Artists living and working in Washington’s few remaining warehouse art spaces are a dying breed, but the stalwarts still there will open their studios to the public Saturday and Sunday from noon to 5 p.m. The NoMA Arts Coalition (for North of Massachusetts Avenue) is an artists’ collective in four buildings on Sixth streets NE and NW and Massachusetts and Florida avenues. Artists such as Stuart Gosswein and Betsy Damos meet with visitors, explain their work and sell art directly to customers without the usual gallery fee — all to live music and with delicious food served. In past years, the event has drawn hundreds of visitors. NoMA district open studios at 57 N St., 411 New York Ave., 443 I St. and 52 O St., all NW, noon to 5 p.m. Saturday and Sunday. Free. Contact Micheline Frank, 202/332-1599 and Betsy Damos, 202/543-7499.
—Joanna Shaw-Eagle
The American Film Institute Silver Theatre will revive three of the famous Alfred Hitchcock suspense thrillers of the 1950s over the next few weeks. The chronology begins in reverse Friday with North by Northwest, an enormously popular attraction in a banner year for Hollywood, 1959. Revivals of Rear Window and Vertigo follow on May 14 and June 4, respectively. Each film will be shown for a week.

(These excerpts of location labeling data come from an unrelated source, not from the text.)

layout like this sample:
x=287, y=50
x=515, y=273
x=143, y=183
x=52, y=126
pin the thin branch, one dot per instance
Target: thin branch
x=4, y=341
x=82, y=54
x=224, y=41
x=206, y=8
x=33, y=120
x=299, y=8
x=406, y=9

Gavin Lambert, the esteemed editor of the British film periodical Sight and Sound during the 1950s, moved to Los Angeles in the 1960s and became one of the more knowledgeable chroniclers of the movie colony. The author of a new biography about Natalie Wood, he will appear at the AFI Silver this weekend to comment on revivals of four of her films: Rebel Without a Cause and Splendor in the Grass on Saturday; Tomorrow Is Forever and Inside Daisy Clover on Sunday. Mr. Lambert wrote the screenplay for “Daisy Clover,” derived from his own novel.